The German firm planned to expand its investments to 230 million euros by 2015 through the construction of new production workshops and import new equipment and machinery to raise production capacity to 5.7 million units per year.

“We are heartened by the progressive direction that the Vietnamese government is taking to not only attract new foreign investments into the country, but also to incentivise existing companies to expand their operations within the company,” said Martin Hayes, president of Bosch Southeast Asia.

He believed this decision demonstrated Vietnam as a “pro-investment country” not only to other business divisions within Bosch, but to the rest of the world as well.

Since Vietnam wants to attract more investments from multinational companies, the government has granted the highest possible incentives to transnational companies such as Samsung Electronics, Nokia, Intel and now Bosch.

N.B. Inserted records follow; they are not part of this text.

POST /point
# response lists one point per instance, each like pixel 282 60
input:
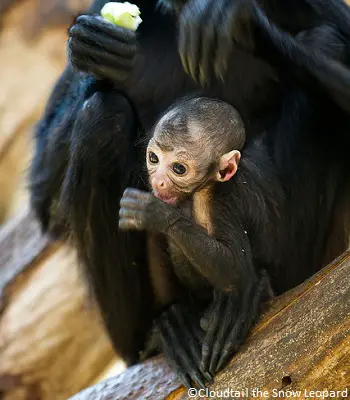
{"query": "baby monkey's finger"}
pixel 137 194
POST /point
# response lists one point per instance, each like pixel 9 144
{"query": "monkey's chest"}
pixel 199 211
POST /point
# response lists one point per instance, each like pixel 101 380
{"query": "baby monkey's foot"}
pixel 228 322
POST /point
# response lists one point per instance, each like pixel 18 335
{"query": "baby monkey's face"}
pixel 174 172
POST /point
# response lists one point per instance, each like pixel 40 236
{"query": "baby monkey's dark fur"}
pixel 213 226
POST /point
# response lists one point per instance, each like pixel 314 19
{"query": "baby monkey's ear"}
pixel 228 166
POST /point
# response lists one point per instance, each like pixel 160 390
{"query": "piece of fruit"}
pixel 126 15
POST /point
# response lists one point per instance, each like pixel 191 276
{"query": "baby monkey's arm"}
pixel 221 263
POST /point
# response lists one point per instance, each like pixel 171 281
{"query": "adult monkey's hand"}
pixel 101 48
pixel 208 31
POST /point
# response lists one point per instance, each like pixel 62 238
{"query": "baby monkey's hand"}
pixel 142 211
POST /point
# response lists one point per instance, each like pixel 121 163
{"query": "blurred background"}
pixel 52 343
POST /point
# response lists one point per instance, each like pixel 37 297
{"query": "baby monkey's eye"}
pixel 179 169
pixel 153 158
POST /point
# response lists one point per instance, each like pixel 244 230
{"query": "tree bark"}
pixel 301 344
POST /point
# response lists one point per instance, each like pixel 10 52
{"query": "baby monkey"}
pixel 203 209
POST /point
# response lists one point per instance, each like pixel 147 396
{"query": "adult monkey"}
pixel 86 155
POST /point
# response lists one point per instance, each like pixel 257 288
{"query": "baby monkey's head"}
pixel 194 144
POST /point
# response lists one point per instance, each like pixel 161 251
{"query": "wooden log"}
pixel 52 343
pixel 301 344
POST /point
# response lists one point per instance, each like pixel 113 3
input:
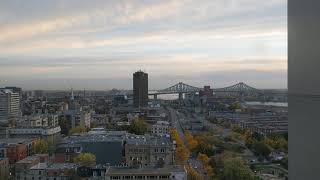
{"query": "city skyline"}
pixel 98 45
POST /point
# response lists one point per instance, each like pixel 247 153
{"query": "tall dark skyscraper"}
pixel 140 89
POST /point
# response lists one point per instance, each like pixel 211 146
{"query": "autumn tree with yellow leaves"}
pixel 182 153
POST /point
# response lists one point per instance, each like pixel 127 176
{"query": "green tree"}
pixel 237 169
pixel 193 174
pixel 261 149
pixel 86 159
pixel 41 147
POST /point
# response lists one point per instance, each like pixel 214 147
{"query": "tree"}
pixel 65 125
pixel 85 159
pixel 182 154
pixel 205 162
pixel 193 174
pixel 192 142
pixel 78 129
pixel 203 158
pixel 261 149
pixel 237 169
pixel 41 147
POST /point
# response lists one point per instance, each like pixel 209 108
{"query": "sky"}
pixel 99 44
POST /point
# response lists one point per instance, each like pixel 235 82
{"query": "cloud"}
pixel 81 39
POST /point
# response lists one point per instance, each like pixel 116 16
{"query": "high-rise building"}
pixel 140 89
pixel 9 105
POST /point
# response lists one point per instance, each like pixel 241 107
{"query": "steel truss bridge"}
pixel 239 89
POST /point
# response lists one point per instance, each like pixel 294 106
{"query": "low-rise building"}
pixel 23 166
pixel 52 171
pixel 165 173
pixel 4 168
pixel 160 128
pixel 144 151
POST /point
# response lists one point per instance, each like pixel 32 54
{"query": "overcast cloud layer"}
pixel 99 44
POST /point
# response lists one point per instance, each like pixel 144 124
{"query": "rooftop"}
pixel 146 170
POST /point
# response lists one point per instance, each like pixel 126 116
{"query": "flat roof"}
pixel 145 170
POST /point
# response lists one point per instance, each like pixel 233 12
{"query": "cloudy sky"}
pixel 98 44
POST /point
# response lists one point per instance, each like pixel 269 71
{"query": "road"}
pixel 176 119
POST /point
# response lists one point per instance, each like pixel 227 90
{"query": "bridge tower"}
pixel 180 96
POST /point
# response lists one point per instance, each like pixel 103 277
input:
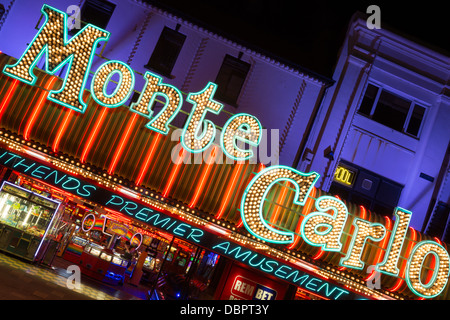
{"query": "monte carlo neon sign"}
pixel 322 228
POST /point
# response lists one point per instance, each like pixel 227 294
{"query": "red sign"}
pixel 242 284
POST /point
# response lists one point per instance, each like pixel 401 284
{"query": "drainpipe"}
pixel 312 121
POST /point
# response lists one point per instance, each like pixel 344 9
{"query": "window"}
pixel 392 111
pixel 166 51
pixel 363 187
pixel 96 12
pixel 230 79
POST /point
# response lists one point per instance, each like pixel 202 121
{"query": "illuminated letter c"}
pixel 255 193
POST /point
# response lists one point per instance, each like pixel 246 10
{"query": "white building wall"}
pixel 404 68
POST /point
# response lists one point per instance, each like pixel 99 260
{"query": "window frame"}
pixel 412 103
pixel 223 97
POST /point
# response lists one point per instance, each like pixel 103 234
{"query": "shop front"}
pixel 121 199
pixel 117 239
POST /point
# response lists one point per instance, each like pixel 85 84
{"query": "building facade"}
pixel 337 169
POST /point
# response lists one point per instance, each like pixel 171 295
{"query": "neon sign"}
pixel 323 228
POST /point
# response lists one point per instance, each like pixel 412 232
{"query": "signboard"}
pixel 160 220
pixel 242 284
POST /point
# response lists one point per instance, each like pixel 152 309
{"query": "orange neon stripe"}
pixel 403 267
pixel 62 129
pixel 8 96
pixel 174 172
pixel 319 254
pixel 236 172
pixel 149 157
pixel 38 107
pixel 384 242
pixel 260 168
pixel 364 212
pixel 123 141
pixel 203 179
pixel 306 209
pixel 93 135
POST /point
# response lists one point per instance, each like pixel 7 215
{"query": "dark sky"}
pixel 309 33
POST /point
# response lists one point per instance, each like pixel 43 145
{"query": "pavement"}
pixel 22 280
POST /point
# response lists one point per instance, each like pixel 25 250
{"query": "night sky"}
pixel 309 33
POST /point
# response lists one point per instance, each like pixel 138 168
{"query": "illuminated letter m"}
pixel 77 53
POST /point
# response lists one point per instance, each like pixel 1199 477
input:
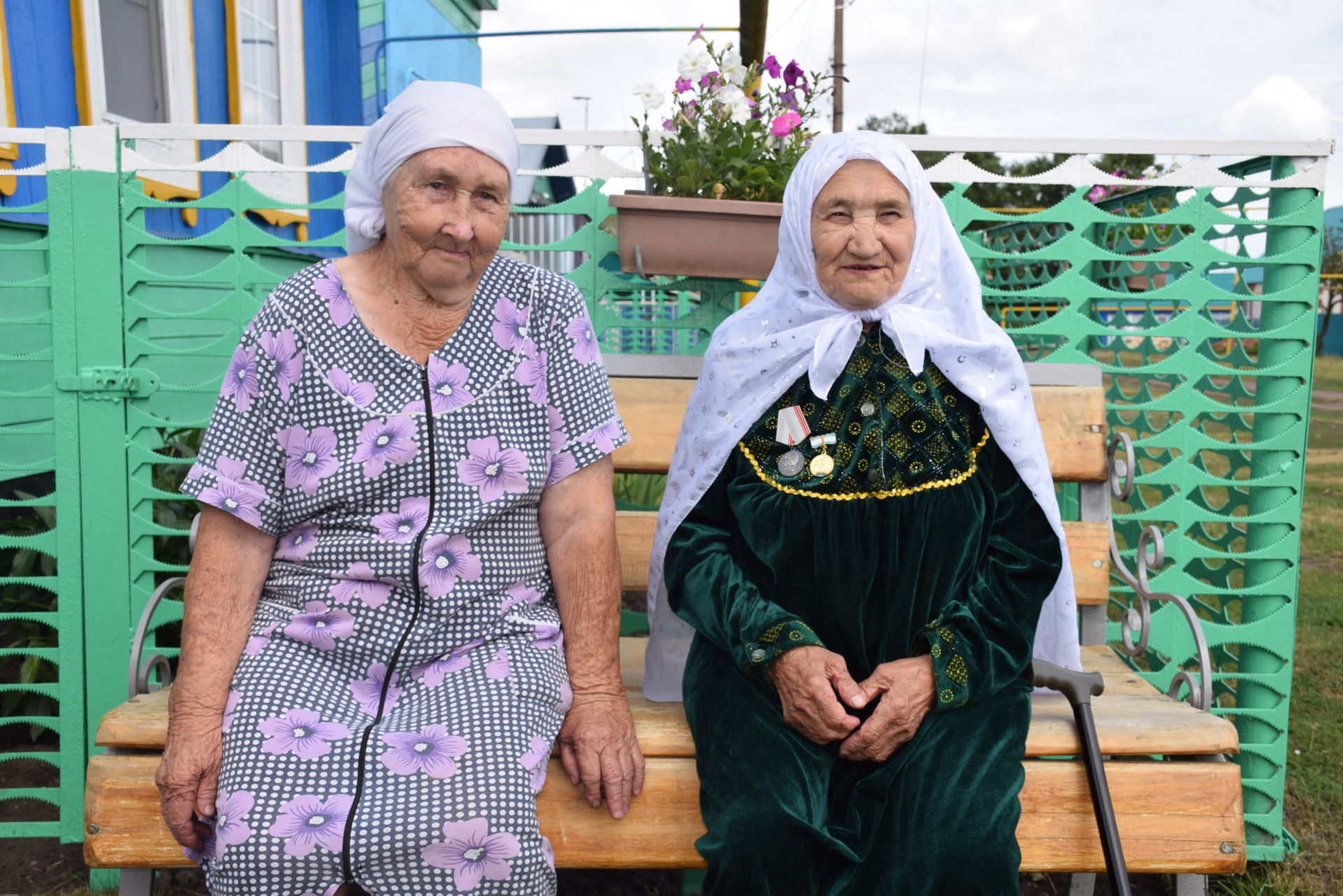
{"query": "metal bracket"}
pixel 111 383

The Vietnamese government is now also mulling over offering more giant foreign investors alluring incentives to attract important investment projects in the country.

According to the latest draft Corporate Income Tax Law proposed by the Ministry of Finance sent to the National Assembly last month, the Vietnamese government will directly negotiate with foreign investors to offer more investment incentives for their mammoth projects which are due to have big impacts on the country’s socio-economic development.